13. In A v Governor of Arbour Hill Prison [2006] 4 IR 88 Murray C.J. gave a coherent explanation of the dilemma at p. 115 as follows:

      "Thus, the conventional manner in which the law has been applied in a particular area for many decades may be greatly altered even turned on its head as a result of a particular issue being raised in a particular case at a particular point in time leading to an extension of the law by reference to general principles, the overriding of precedent or the specific interpretation. "
What the defendant argues is that this Court should set aside the default judgment as having been obtained in breach of the rule against hearsay. But this is to argue that the recent jurisprudence has retrospective effect and as stated by Murray C.J at p. 117:
      "Judicial decisions which set a precedent in law do have retrospective effect. First of all the case which decides the point applies it retrospectively in the case being decided because obviously the wrong being remedied occurred before the case was brought. A decision in principle applies retrospectively to all persons who, prior to the decision, suffered the same or similar wrong, whether as a result of the application of an invalid statute or otherwise, provided of course they are entitled to bring proceedings seeking the remedy in accordance with the ordinary rules of law, such as a statute of limitations. It will also apply to cases pending before the courts. That is to say that a judicial decision may be relied upon in matters or cases not yet finally determined. But the retrospective effect of a judicial decision is excluded from cases already finally determined. This is the common law position. "
Accordingly I cannot set aside the judgment on the argument that the recent cases on the limitations of the exceptions to the hearsay rule have retrospective effect.

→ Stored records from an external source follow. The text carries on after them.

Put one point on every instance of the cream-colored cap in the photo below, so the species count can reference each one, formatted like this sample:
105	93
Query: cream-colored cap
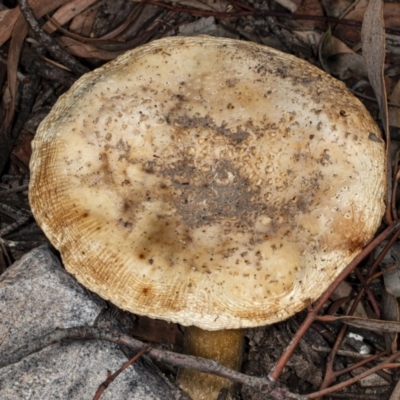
208	181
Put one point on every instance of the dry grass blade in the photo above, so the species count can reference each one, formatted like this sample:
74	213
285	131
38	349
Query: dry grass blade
373	47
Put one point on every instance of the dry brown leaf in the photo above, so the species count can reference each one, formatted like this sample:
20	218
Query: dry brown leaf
86	50
66	13
291	5
208	5
8	20
312	8
390	312
394	112
83	23
19	32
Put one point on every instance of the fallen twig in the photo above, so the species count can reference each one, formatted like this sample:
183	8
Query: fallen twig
264	385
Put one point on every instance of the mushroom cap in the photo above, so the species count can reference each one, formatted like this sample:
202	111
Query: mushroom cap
208	181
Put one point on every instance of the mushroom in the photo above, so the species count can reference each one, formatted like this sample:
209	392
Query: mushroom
210	182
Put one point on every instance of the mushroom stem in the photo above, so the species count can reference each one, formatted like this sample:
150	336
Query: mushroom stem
224	346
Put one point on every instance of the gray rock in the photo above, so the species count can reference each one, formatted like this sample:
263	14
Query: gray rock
36	296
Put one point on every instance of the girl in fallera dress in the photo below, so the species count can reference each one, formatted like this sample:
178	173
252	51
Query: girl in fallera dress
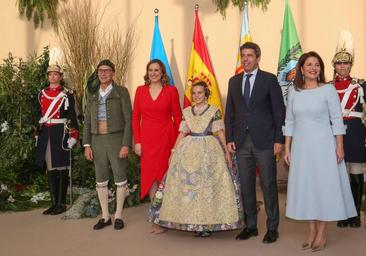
198	193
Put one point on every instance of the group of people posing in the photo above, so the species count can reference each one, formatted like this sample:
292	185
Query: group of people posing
198	166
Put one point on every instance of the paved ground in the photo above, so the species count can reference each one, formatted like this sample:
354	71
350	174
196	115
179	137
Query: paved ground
31	234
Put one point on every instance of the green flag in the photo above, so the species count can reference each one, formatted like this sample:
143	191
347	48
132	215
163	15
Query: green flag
290	50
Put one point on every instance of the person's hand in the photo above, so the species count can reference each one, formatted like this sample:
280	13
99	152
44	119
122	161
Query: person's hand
138	149
71	142
88	153
231	148
229	159
277	148
287	157
340	154
123	153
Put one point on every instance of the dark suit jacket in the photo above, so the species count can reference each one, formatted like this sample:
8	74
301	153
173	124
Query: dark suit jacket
264	116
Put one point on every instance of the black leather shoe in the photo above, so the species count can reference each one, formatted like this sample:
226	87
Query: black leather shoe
118	224
342	223
49	210
102	224
247	233
354	222
58	210
270	237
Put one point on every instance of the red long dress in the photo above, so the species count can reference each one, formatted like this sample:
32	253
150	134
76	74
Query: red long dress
155	125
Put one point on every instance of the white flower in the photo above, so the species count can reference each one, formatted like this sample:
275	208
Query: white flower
38	197
111	193
4	187
11	199
4	126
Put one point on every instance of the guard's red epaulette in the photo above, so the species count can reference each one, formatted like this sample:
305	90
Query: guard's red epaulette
357	81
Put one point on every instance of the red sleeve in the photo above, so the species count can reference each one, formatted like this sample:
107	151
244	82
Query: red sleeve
75	134
176	110
136	117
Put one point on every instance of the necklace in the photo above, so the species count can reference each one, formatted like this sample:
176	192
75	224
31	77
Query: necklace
200	109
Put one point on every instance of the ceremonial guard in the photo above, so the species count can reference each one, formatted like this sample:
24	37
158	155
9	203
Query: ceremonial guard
351	92
56	133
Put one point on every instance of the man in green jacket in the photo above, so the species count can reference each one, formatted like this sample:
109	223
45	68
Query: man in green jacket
107	138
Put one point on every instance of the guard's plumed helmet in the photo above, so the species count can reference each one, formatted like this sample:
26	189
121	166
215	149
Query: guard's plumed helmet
344	50
56	60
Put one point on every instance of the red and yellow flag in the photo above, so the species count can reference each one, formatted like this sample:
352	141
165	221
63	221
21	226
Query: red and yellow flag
200	68
244	37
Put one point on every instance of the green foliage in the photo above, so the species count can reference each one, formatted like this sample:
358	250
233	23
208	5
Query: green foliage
20	82
39	10
222	5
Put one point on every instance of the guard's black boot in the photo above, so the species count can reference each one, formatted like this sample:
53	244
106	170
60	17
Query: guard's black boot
52	177
62	191
357	192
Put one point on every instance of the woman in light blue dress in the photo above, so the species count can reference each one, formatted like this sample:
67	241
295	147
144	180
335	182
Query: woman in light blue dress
318	186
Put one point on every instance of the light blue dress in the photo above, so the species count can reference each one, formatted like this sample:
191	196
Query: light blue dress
318	187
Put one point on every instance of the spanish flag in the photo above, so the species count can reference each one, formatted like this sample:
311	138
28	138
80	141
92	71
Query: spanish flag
244	37
200	68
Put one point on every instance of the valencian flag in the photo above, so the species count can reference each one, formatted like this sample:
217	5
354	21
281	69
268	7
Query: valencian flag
244	37
157	48
290	51
200	68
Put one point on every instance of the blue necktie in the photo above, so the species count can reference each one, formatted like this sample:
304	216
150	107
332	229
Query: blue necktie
247	89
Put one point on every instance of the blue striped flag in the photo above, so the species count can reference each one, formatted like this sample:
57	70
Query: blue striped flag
158	50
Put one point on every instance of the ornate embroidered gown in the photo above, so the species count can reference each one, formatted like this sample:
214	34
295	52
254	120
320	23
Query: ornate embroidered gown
198	193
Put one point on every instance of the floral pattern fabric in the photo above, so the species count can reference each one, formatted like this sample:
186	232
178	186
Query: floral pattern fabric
199	192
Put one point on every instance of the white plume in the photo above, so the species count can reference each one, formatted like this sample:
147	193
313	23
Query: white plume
56	57
345	42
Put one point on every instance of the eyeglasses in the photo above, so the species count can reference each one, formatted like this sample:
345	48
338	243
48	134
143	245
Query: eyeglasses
106	71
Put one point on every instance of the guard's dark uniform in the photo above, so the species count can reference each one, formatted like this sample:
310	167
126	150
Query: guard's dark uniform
351	92
56	126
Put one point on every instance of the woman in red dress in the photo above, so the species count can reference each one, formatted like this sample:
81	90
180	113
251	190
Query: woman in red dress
155	121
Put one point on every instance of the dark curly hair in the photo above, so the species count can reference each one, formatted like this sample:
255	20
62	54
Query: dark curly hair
299	79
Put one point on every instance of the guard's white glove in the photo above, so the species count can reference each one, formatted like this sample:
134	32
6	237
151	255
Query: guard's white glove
71	142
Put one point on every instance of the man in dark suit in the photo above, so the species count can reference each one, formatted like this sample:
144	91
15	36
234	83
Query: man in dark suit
255	113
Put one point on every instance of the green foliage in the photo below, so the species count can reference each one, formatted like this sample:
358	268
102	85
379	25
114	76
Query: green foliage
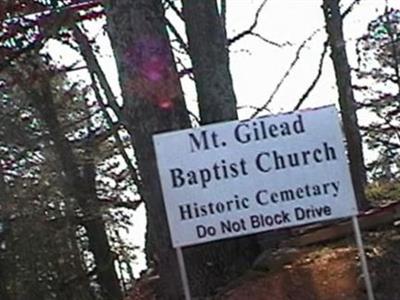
378	92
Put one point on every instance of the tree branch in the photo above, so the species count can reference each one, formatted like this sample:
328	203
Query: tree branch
316	79
278	86
251	28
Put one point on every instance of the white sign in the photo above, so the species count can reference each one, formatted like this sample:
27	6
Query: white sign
236	178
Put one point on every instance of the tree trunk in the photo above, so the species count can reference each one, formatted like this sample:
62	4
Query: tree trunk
213	265
209	55
84	191
4	263
334	28
153	102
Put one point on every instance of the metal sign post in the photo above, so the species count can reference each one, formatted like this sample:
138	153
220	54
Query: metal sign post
182	269
364	265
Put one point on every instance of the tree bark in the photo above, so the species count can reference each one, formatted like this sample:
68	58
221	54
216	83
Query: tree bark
334	29
209	55
4	278
153	102
83	189
213	265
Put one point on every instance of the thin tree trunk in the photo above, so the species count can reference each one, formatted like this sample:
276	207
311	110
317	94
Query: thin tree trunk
83	189
209	55
153	102
334	28
4	268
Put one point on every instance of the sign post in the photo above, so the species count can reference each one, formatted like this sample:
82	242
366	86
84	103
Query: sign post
182	269
363	259
243	177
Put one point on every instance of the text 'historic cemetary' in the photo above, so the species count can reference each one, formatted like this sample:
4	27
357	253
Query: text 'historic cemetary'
237	178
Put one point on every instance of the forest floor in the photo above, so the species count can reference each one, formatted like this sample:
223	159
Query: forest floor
327	272
319	270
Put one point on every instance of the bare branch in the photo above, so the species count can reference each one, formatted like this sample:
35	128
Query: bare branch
178	37
278	86
94	67
269	41
175	9
251	28
316	79
350	8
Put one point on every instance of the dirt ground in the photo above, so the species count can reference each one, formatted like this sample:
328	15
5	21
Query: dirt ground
329	272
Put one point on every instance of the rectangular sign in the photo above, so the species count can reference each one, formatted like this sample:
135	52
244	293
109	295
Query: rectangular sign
242	177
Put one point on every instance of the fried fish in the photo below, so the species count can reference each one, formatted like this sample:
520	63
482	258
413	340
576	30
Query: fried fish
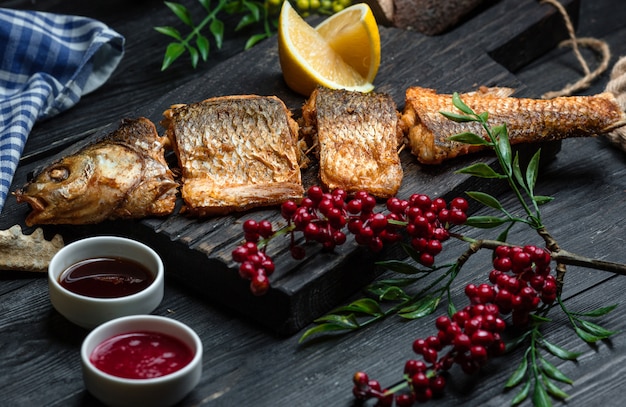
122	176
235	153
357	138
527	120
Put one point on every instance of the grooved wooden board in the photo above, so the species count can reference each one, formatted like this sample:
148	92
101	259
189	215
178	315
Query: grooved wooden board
486	50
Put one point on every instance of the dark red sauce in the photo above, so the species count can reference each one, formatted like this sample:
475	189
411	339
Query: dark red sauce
106	277
141	355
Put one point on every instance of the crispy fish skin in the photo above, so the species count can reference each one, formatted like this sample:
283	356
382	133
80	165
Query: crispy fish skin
122	176
527	120
20	252
358	140
235	153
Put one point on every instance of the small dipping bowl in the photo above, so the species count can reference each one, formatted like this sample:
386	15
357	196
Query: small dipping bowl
165	390
89	312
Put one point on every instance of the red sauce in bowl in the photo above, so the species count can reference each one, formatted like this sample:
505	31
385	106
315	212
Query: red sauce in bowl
141	355
106	277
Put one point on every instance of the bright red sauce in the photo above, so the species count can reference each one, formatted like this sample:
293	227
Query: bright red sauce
106	277
141	355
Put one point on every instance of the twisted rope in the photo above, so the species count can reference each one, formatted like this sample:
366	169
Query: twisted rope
599	46
617	82
617	86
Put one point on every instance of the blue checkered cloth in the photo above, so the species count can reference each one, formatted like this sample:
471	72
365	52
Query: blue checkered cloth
48	61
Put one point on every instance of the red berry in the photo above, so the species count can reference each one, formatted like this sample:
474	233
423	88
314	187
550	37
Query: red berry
503	264
360	379
437	384
427	259
315	193
459	203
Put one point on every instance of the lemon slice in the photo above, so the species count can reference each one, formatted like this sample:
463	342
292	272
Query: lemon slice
353	34
307	59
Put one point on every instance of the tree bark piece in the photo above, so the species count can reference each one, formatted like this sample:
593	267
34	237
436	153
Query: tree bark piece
430	17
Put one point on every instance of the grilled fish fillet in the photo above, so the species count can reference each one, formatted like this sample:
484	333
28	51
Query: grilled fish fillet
527	120
357	138
235	153
123	176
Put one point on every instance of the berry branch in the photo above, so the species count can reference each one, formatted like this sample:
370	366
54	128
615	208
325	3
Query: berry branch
520	292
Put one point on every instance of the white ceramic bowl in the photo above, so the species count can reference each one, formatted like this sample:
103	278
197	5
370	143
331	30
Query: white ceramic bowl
90	312
155	392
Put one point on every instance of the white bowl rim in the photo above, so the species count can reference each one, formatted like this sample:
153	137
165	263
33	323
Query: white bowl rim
158	277
190	366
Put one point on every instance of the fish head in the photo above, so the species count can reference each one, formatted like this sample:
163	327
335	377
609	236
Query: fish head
57	191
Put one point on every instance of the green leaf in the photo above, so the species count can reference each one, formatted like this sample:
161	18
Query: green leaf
217	29
459	118
469	138
206	4
481	170
518	375
323	328
532	171
401	267
345	321
517	171
555	391
560	352
364	306
484	222
540	396
194	56
181	12
253	40
552	371
203	45
541	200
485	199
459	104
426	306
169	31
392	293
173	51
245	21
595	329
598	312
451	308
522	395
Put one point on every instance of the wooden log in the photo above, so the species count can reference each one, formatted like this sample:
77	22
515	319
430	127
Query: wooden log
430	17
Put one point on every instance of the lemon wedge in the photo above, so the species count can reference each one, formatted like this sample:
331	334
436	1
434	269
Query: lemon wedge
342	52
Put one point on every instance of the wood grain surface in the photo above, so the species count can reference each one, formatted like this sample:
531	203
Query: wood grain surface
246	363
198	251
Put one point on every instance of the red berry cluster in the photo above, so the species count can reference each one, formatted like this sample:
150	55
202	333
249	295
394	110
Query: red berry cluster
323	218
469	338
472	335
522	281
256	265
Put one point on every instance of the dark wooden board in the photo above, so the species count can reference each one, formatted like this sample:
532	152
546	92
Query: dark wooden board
197	251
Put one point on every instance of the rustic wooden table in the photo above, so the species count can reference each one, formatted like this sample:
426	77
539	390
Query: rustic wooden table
245	362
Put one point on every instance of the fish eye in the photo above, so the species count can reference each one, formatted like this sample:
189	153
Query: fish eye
59	174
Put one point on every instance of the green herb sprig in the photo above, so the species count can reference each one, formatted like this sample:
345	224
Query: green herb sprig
197	44
535	376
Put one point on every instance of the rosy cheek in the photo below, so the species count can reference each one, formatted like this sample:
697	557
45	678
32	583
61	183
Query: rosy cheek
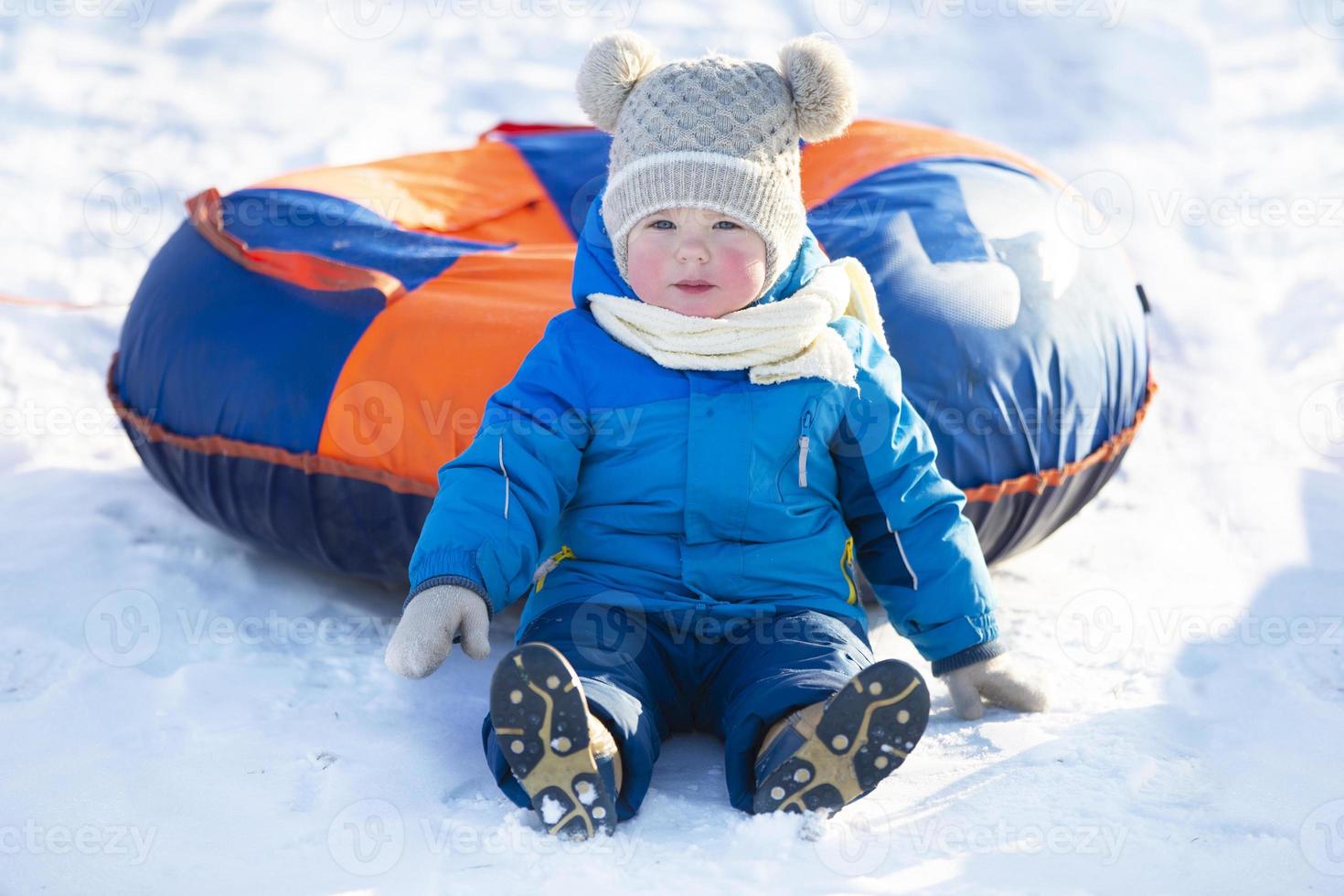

14. Further, the defendant was in a position to raise the procedural defences raised by the defendant in Bank of Scotland v. Stapleton and Ulster Bank v. Dermody in defence of the summary proceedings. In the circumstances, it seems to me that it would be contrary to the principles of justice and fairness to the plaintiff in this case, that a procedural matter which was not raised in defence seven years ago could be raised now. This arises from the case of Henderson v. Henderson (1843) 3 Hare 100, the purpose of which was explained by Kearns J. in S.M v. Ireland [2007] 3 IR 283 at 295:

      "The purpose of the rule is to uphold an important principle of public policy which demands, in the interests of justice, that defendants are not exposed to successive suits where one would do".
Certainty and finality in litigation is an essential cornerstone of the rule of law and I cannot ignore the fact that to allow the defendant to reopen the matter at this stage some seven years after the proceedings for debt were commenced would offend against this principle.

Summary
15. In this case, judgment was entered in the Central Office of the High Court. I do not accept that there is a frailty in service. Accordingly, the defendant may set aside the judgment only if she can raise a defence on the merits. She has not averred that she was not indebted to the plaintiff, but rather raises the procedural argument that the means by which the plaintiff sought to establish indebtedness fell foul of the rule against hearsay. She now seeks to take advantage of litigation which occurred in 2013 and 2014 to challenge a judgment obtained seven years ago. In my view, she cannot do so. To allow the defendant to impugn the affidavit of debt would be to offend the rule against retrospectively, and the principles of certainty and finality in litigation. The rules of the Superior Courts permit the court to set aside a judgment in the interest of fairness, and this means fairness to both sides. In balancing the interests of the parties for this test of fairness I cannot accede now to the application by the defendant. The defendant could have, but did not raise the hearsay defence at the time when the affidavit of debt was filed. In addition, the defendant has not sought to show any arguable defence to this case on its merits.

16. Accordingly, I refuse the relief sought.